Will theatrical freedom be hampered?

MuncitorSuch freedom may soon be hampered by the recent governmental decision to hand over subordination and leadership control of the Institute to the Senate, after the sudden introduction on the 13th June of an emergency ordinance.

Opposed reactions have reverberated across the world, from New York to Sweden, and from several internationally acclaimed figures including Nobel Prize for Literature winner Herta Müller. Considering that the mandate responds to the need of ‘preserv[ing] and perpetuat[ing] national identity’, one has to wonder whether it will be possible for plays such as Cărbunariu’s and Păun’s to be exported in the future, or whether the bill represents a departure from democratising artistic institutions in a country where theatres are state-owned, and their leadership at times politicised.

Understanding the current scene of Romania’s contemporary theatre is a task that necessitates deeper investigation than is possible in this article. It is however worth considering the wider context within which young writers, directors and performers are trying to make their voices heard. The following conclusions are based on research and interviews I conducted in 2011 during a trip to Bucharest.

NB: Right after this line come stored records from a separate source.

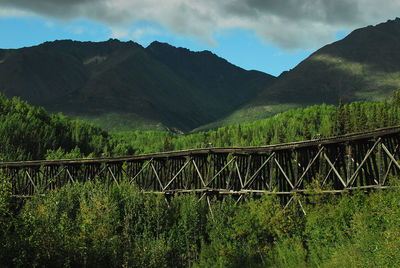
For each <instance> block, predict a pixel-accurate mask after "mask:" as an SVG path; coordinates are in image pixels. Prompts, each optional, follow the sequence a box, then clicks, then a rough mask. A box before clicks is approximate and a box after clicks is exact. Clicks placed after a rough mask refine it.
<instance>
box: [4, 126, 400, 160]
mask: <svg viewBox="0 0 400 268" xmlns="http://www.w3.org/2000/svg"><path fill="white" fill-rule="evenodd" d="M394 134H400V126H394V127H388V128H380V129H377V130H373V131H368V132H360V133H352V134H346V135H341V136H335V137H330V138H323V139H314V140H307V141H298V142H289V143H283V144H274V145H266V146H247V147H228V148H225V147H213V148H200V149H189V150H180V151H171V152H160V153H152V154H141V155H133V156H122V157H101V158H83V159H59V160H34V161H15V162H0V168H5V167H28V166H43V165H63V164H89V163H112V162H121V161H123V162H124V161H135V160H143V159H152V158H153V159H157V158H171V157H184V156H189V155H208V154H227V153H232V154H255V153H270V152H272V151H282V150H296V149H301V148H307V147H315V146H323V145H329V144H339V143H349V142H357V141H362V140H366V139H371V138H377V137H383V136H391V135H394Z"/></svg>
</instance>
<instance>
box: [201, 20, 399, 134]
mask: <svg viewBox="0 0 400 268" xmlns="http://www.w3.org/2000/svg"><path fill="white" fill-rule="evenodd" d="M399 70H400V19H399V18H397V19H395V20H389V21H387V22H385V23H381V24H378V25H376V26H368V27H365V28H360V29H356V30H354V31H353V32H351V33H350V34H349V35H347V36H346V37H345V38H344V39H342V40H339V41H337V42H334V43H332V44H329V45H326V46H324V47H322V48H320V49H318V50H317V51H316V52H314V53H313V54H312V55H310V56H309V57H308V58H306V59H305V60H304V61H302V62H301V63H300V64H298V65H297V66H296V67H295V68H293V69H292V70H290V71H286V72H283V73H282V74H281V75H280V76H279V77H278V78H277V79H276V80H275V81H274V82H273V83H272V84H271V85H269V86H266V87H265V88H264V90H263V91H262V92H261V93H260V94H258V95H257V96H256V97H255V98H254V99H253V100H252V101H251V102H249V103H248V104H247V105H245V106H243V107H242V108H241V109H239V110H237V111H235V112H234V113H233V114H231V115H230V116H228V117H226V118H224V119H222V120H220V122H216V123H214V124H211V125H209V126H210V127H215V126H220V125H223V124H226V123H227V122H240V121H242V120H247V121H251V120H252V119H253V118H258V119H260V118H263V117H266V116H269V115H271V114H273V113H277V112H281V111H282V110H284V109H288V108H289V109H290V108H293V107H296V106H297V107H305V106H307V105H312V104H322V103H326V104H337V103H338V102H339V98H342V99H343V101H344V102H352V101H382V100H383V99H384V98H389V97H390V96H391V94H392V92H393V90H397V89H399V88H400V72H399ZM203 129H204V128H203Z"/></svg>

More than two decades after the change in its political regime, post-communist Romania is still undergoing a period of transition. Society is partly fragmented and present-day social practices are still shaped by old mentalities; in culture, there is a certain reluctance to develop and sustain the independent sector and to support young or radical voices.

Every step of the way can be a fight with bureaucracy and local authorities, and a lack of interest and engagement from some of those in power has led to a prevailing sense of disempowerment amongst artists.